Managing principal at SCB, Chris Pemberton, and design principal Strachan Forgan described the success of the project as hinging on the designs for each unit, an aspect that was perhaps underdeveloped in the earlier schemes. Forgan explained, “Units really do make the home; they’re an essential part of the project,” adding that “Multifamily residential is our expertise—the firm has designed over 25,000 units across the country. Thus, we were able to design this building to offer a variety of unit types, many more than a typical development would offer.”

(Courtesy Bruce Damonte)

(Courtesy Bruce Damonte)

In total, the tower has approximately 30 unit types and is shaped like a parallelogram in plan. Inscribed within that parallelogram is a “rugby-ball-shaped” section of the building that, according to Forgan, rises out of the principal mass and becomes the tower’s crown. The maneuver results in two sets of units, with one grouping facing northwest toward the business district and another looking southeast over the San Francisco Bay. The steeply angled south-facing roof crown contains a “sky lounge” and terrace, a programmatic component provided by the neighborhood plan that allowed the designers to give the tower a more striking silhouette. The sloping surface was originally designed to cant in the opposite direction, but the firm proposed a last-minute change in orientation to better complement the tower’s placement along the skyline and, conveniently, to create a broad southern exposure perfect for hosting a solar water-heating installation. The move helped the tower reduce power consumption by some 30 percent. As a result, 399 Fremont will be LEED Silver certified.

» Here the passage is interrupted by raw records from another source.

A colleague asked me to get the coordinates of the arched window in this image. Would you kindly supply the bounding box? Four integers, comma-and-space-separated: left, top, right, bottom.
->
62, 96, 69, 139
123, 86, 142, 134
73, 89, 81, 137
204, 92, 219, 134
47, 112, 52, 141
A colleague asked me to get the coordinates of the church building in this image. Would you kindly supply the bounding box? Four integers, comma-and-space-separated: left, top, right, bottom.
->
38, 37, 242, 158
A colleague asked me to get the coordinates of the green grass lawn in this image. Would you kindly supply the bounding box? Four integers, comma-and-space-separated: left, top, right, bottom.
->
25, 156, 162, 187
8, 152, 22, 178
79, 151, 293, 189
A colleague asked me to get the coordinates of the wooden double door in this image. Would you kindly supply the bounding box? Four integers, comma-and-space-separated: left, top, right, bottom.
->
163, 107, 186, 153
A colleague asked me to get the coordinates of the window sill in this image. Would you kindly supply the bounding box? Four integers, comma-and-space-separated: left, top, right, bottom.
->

Otherwise, the project is made up of a standard mixed-use development vocabulary, with activated ground-floor areas, below-grade parking, and a slew of rooftop amenities. To control for seismic events, the project also features a pair of isolated mat slabs under both the podium and tower that each sit directly on the bedrock. Structural engineering on the project was done by MKA, who designed the two halves of the building to move independently of one another via a large seismic joint. Facade engineering was done by Arup. Arup also carried out thermal comfort analysis to ensure thermal comfort within the units throughout the daily solar cycle. The curtain walls, by manufacturer Yuanda, are designed to pop open during seismic events to relieve lateral pressure. Ground-floor spaces feature retail at the uphill side of Rincon Hill as well as a grand lobby for the apartment tower and a collection of landscaped entryways that mark the thresholds to townhouse units along Fremont Street, part of what Pemberton described as an “eyes on the street” approach to city planning contained within the Rincon Hill master plan.

Pemberton added that SCB developed the interior architecture as well as the physical form of the tower, saying “[399 Fremont] was a great collaboration between the architecture and interior design studios of the firm” and that there was a “holistic sense to the design, an understanding of the impact that the exterior has on the interior experience—and likewise, how the interior spaces influence the building’s exterior architecture.”